During the Second World War Ring played a leading role in the theatre conflict which emerged in 1941, being on the board of the Norwegian Actors' Equity Association. One of the disagreements was whether the actors were obliged to participate in radio productions. After several actors, including Ring, refused to participate for Radioteatret in May 1941, the Gestapo intervened, and the group had their working permissions revoked. This was 21 May, and already the same evening a strike was effective in Oslo, and from the next day also in Bergen and Trondheim. Several theatre leaders were eventually arrested, but the strike lasted until end of June, after long negotiations, which also included German threats of death by court-martial.

In 1942 Ring had to flee to Sweden, where she started the theatre group Fri Norsk Scene, together with her husband Halfdan Christensen.

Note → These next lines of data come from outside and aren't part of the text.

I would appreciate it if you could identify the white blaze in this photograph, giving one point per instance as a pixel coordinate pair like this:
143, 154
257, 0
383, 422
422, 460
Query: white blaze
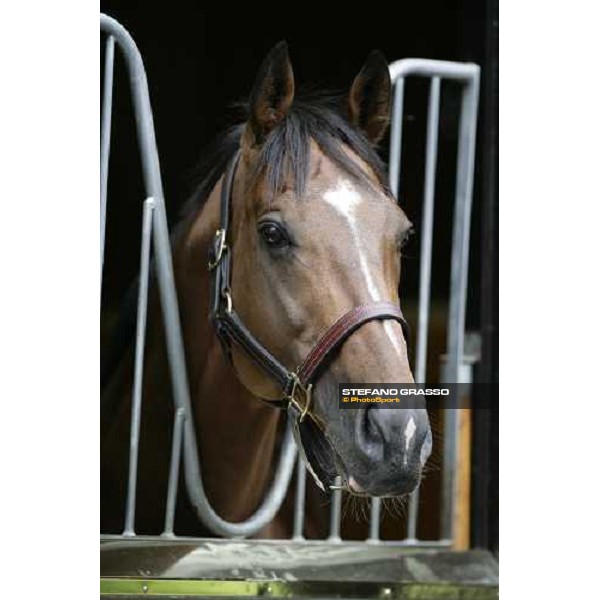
409, 432
345, 200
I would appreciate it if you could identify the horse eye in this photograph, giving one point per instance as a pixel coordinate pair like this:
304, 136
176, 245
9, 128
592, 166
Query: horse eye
274, 235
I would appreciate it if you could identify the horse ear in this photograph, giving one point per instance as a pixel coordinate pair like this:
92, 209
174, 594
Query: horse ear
272, 94
370, 96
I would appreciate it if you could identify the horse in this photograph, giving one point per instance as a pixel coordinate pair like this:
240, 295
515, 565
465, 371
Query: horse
314, 243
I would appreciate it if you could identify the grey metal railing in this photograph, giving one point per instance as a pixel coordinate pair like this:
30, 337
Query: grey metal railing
155, 229
468, 75
155, 235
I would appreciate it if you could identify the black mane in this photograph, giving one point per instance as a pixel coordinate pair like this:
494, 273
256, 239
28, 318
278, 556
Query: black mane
286, 149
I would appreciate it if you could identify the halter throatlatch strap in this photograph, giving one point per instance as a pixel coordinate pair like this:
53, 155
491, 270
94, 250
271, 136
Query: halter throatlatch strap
296, 385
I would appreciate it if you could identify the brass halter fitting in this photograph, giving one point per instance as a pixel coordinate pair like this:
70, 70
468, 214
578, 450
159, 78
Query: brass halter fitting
307, 391
219, 247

After the war Ring staged several productions, including plays by Tennessee Williams, Jean-Paul Sartre and Henrik Ibsen. She received the Critics' Prize for her adaptation of Sartre's Dirty Hands in 1950. In addition to her work at the National Theatre, she also produced for Radioteatret, for Oslo Nye Teater, Riksteatret, Den Nationale Scene and Rogaland Teater, and for theatres in Denmark, Iceland and China.

==Honours ==
Ring was awarded the King's Medal of Merit in gold in 1951. She was appointed Knight, First Class of the Royal Norwegian Order of St. Olav in 1956, and was also Knight of the Swedish Order of the Polar Star.

==Death ==
When she died in 1999; she was 107 years old.